Section b in diagram
The video shows the algorithm reading the segmented OCT images in real time.
The algorithm consists of separate models looking at different aspects of Geographic Atrophy, one is predicting disease progression and the other is determining specific features of the disease. It was developed using 5049 individual segments taken from 984 OCT scans of 200 patients. The scans were part of the FILLY study into a novel treatment for GA and taken from patients based in the USA, Australia and New Zealand . The results were validated using 884 manually graded segments from 192 OCT scans, collected as part of routine patient assessment from 110 patients at Moorfields.
Konstantinos Balaskas, Director of the Reading Centre and Clinical Trials and Digital Eye Health Lead at Moorfields Ophthalmic Reading Centre, said:
“At the Moorfields Reading Centre and Clinical A.I. Hub, we are working to pave the way for the safe and user-centric deployment of clinical A.I. for the benefit of patients and healthcare systems. I am particularly proud of our team of brilliant A.I. software engineers who developed a state-of-the-art deep-learning model to support the care of patients with a severe form of dry AMD, Geographic Atrophy. A particular challenge for the management of GA at-scale is the need to reliably, objectively and rapidly quantify and monitor growth of area of GA on the retina using OCT scans and assess its response to potential treatments. We are the first academic/reading centre to develop an A.I. tool to do this. Critically, we tested our AI system rigorously on a separate dataset from real-life clinical practice to ensure it performs reliably. We hope it is a major step towards an effective treatment pathway for GA, which affects millions of people worldwide and often leads to debilitating sight loss”
This research also heralds an exciting future for the INSIGHT Health Data Research Hub, which aims to make the de-identified, manually graded OCT scans used to test the GA algorithm available to other researchers.
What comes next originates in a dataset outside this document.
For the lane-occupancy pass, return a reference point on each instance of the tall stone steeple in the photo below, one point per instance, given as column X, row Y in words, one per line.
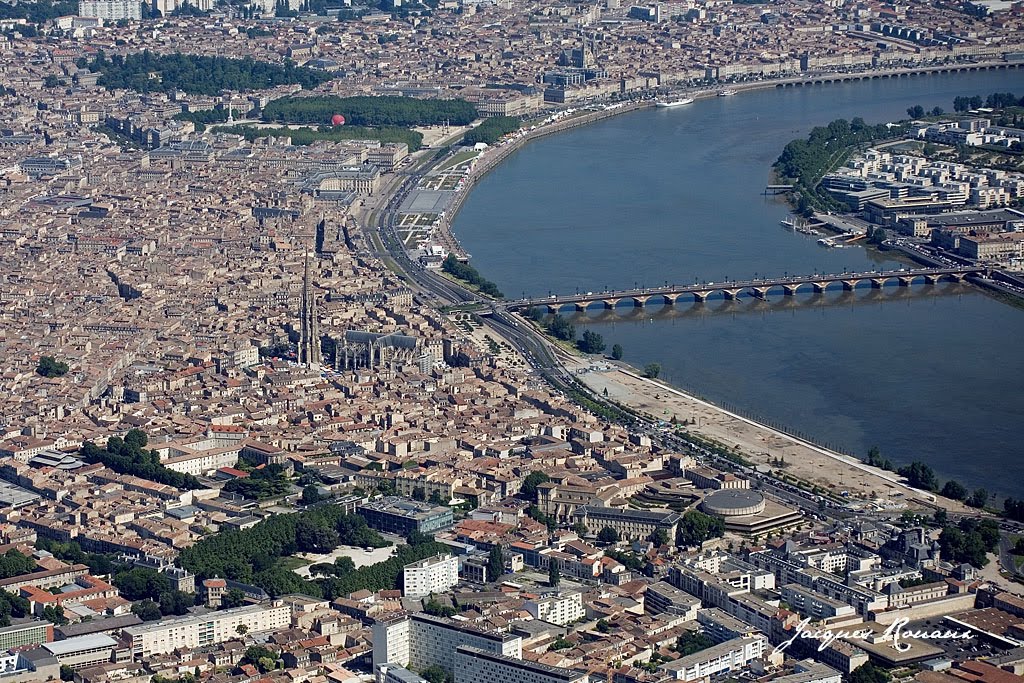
column 309, row 351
INSIGHT, an NHS-led partnership, was set up to provide access to anonymous patient data for approved research in a safe and efficient way, within a robust governance structure. The data available through INSIGHT, comes from Moorfields Eye Hospital and University Hospitals Birmingham, and includes millions of routinely collected retinal images, scans, eye test results and related hospital records. INSIGHT encourages research that improves eye care and healthcare in general, and ensures it is carried out to the benefit of patients and the NHS in an ethical and transparent way.